As with all crossfading, there may be phasing problems depending on the samples. 

If you try this, please let me know how it works out for you.

Rejoice,

Bob

BTW: I have written a hands-on tutorial for using the AET Filter in collaboration with David Carpenter. Part 1, with the basics is completed but Part 2, dealing with advanced issues, is still being written. If anyone would like a copy of Part 1, send me a PM with your email address and I'll try to send it to you.


----------



## daringone (May 16, 2012)

Thanks Big Bob, 

I have just had one of those revelation moments that occurs to all programmers just before they are ready to tear their hair out. I had another look at Nil's script and your xfade demo and realised I'd been approaching the thing incorrectly. I may be able to script it, we shall see.

If not, your way sounds good  !


----------



## daringone (May 17, 2012)

Yippie!
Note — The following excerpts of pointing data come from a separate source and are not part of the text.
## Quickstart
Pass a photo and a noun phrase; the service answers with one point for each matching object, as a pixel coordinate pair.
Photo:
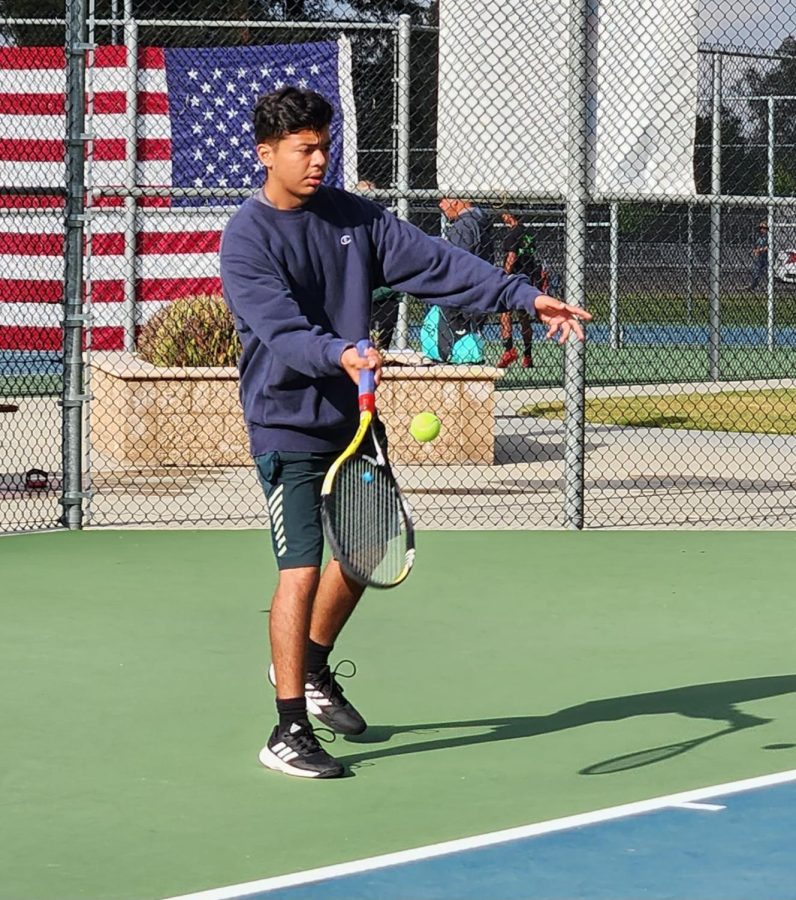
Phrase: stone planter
(160, 416)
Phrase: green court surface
(507, 672)
(648, 365)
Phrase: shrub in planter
(191, 331)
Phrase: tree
(778, 80)
(743, 167)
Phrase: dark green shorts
(292, 484)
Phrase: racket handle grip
(367, 380)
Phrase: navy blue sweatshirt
(298, 283)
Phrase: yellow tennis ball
(424, 427)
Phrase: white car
(785, 266)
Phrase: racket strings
(368, 521)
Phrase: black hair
(287, 111)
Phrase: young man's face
(296, 166)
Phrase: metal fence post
(576, 205)
(402, 137)
(72, 397)
(131, 136)
(689, 290)
(616, 331)
(714, 288)
(770, 219)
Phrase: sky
(759, 24)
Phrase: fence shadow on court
(716, 702)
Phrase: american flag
(191, 128)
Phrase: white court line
(486, 840)
(708, 807)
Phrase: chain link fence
(638, 159)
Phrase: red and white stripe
(176, 250)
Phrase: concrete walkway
(634, 478)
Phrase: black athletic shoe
(326, 702)
(296, 751)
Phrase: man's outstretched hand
(352, 363)
(561, 318)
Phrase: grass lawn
(759, 412)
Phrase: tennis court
(516, 679)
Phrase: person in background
(519, 258)
(386, 302)
(760, 255)
(299, 262)
(471, 227)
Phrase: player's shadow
(715, 702)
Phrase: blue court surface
(733, 841)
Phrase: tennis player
(299, 262)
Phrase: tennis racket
(366, 520)
(654, 754)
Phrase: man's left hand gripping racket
(367, 521)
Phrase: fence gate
(31, 276)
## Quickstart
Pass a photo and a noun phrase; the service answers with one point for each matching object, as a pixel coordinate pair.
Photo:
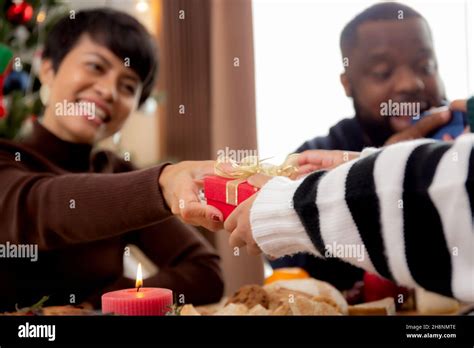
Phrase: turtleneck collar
(69, 156)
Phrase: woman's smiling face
(92, 93)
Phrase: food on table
(287, 274)
(430, 303)
(385, 306)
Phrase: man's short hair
(378, 12)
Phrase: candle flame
(139, 279)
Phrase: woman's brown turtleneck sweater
(81, 209)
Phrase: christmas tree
(24, 25)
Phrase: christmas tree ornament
(21, 34)
(6, 56)
(19, 12)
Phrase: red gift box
(377, 288)
(225, 194)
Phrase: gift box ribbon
(251, 165)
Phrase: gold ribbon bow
(251, 165)
(248, 166)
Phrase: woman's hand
(180, 184)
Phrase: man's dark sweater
(345, 135)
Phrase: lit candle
(138, 301)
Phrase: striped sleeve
(404, 212)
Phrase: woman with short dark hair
(82, 207)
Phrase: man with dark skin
(388, 54)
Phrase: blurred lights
(142, 5)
I managed to code the double cross fade, the first one was difficult, the second one was just a pain and I missed something obvious, but it works!! hehe

Now I need to look at legato intervals 

Thanks again.


----------



## Big Bob (May 17, 2012)

Congratulations o-[][]-o 

Just out of curiosity though, are you working within the constraints of staying at the initial velocity of the note once started? 

Or, are you actually able to play a note and sustain it, then vary the volume up and down (passing through the set of volume samples from pp to ff) and able at any point along the line to morph from vibrato to non-vibrato and then change volume again, etc? i.e. are the two crossfade controls able to work at all times and levels during the sustain?
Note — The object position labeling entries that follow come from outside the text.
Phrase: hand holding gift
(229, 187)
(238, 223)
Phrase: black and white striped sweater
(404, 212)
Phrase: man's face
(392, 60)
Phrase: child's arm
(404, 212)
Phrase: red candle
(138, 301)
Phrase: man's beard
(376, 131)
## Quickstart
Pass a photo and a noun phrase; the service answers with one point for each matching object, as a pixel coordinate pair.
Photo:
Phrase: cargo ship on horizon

If so, double congratulations are in order, a 'daring feat' indeed! :lol: 

Rejoice,

Bob


----------



## daringone (May 18, 2012)

Hi Bob

I have it set up so I have groups from pp to ff, and within the groups are both sets of sample vibrato and sustain at different velocity levels.
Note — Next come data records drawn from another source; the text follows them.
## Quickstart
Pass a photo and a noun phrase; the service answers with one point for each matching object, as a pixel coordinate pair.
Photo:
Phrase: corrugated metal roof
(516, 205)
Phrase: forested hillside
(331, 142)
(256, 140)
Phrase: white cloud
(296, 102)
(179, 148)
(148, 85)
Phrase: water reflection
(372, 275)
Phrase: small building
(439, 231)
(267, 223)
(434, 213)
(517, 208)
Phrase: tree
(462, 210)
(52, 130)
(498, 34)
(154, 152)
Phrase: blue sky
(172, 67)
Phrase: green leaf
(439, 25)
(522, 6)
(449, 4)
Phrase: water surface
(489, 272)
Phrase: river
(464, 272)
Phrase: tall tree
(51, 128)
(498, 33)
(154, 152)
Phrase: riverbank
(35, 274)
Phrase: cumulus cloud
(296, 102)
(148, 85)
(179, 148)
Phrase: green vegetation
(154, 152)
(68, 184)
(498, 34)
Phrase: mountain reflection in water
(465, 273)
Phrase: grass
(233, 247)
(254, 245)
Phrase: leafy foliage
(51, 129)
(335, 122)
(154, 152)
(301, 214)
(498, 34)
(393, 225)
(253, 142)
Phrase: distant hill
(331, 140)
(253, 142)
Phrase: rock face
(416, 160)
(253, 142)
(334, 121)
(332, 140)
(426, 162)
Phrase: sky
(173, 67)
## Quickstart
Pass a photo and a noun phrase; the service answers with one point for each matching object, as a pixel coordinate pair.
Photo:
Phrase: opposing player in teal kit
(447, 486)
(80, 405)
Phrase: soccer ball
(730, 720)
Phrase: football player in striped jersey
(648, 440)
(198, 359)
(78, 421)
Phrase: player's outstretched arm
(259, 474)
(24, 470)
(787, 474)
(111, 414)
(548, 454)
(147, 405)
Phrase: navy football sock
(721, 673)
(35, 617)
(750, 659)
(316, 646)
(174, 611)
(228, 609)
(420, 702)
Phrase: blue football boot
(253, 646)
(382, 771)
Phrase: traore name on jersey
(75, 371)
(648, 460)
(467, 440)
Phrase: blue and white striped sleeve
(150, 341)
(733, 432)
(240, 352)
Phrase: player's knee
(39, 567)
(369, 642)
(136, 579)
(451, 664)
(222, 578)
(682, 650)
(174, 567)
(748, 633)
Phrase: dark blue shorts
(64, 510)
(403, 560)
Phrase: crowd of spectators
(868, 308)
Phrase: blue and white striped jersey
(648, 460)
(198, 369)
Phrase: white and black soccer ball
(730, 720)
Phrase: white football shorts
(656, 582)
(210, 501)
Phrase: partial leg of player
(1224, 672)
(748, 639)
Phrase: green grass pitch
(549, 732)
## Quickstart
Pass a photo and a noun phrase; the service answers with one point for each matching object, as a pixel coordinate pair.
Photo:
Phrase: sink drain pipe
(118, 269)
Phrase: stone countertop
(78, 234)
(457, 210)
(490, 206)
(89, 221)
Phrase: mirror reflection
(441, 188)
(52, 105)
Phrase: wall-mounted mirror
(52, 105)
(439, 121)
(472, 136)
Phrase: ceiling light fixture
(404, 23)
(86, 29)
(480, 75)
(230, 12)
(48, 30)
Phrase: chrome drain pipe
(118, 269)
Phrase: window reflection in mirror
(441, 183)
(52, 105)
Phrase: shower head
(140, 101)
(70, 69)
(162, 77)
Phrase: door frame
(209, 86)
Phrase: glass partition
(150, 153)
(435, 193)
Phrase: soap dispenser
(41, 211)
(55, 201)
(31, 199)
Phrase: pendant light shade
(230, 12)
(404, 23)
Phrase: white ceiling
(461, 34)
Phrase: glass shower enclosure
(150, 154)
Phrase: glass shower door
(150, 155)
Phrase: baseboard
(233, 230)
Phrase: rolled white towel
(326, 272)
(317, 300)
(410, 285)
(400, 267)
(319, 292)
When a note is pressed all the samples are played and straight after the volumes are set (as in your xfade demo), first they are set based on the modwheel position, and then the dynamic layer that is currently playing is set based on the vibrato controller, CC77 for my purposes.

Whenever a controller is moved the volumes are updated again in the same manner, so I can control both volume and vibrato depth at the same time.


----------



## Big Bob (May 18, 2012)

> I have it set up so I have groups from pp to ff, and within the groups are both sets of sample vibrato and sustain at different velocity levels.



But if the only way to select between the vib samples or the non-vib samples is to change the velocity (which Kontakt only reads at note start), how are you morphing back and forth between them during a note's sustain? Your explanation sounds more like my first statement:



> Just out of curiosity though, are you working within the constraints of staying at the initial velocity of the note once started?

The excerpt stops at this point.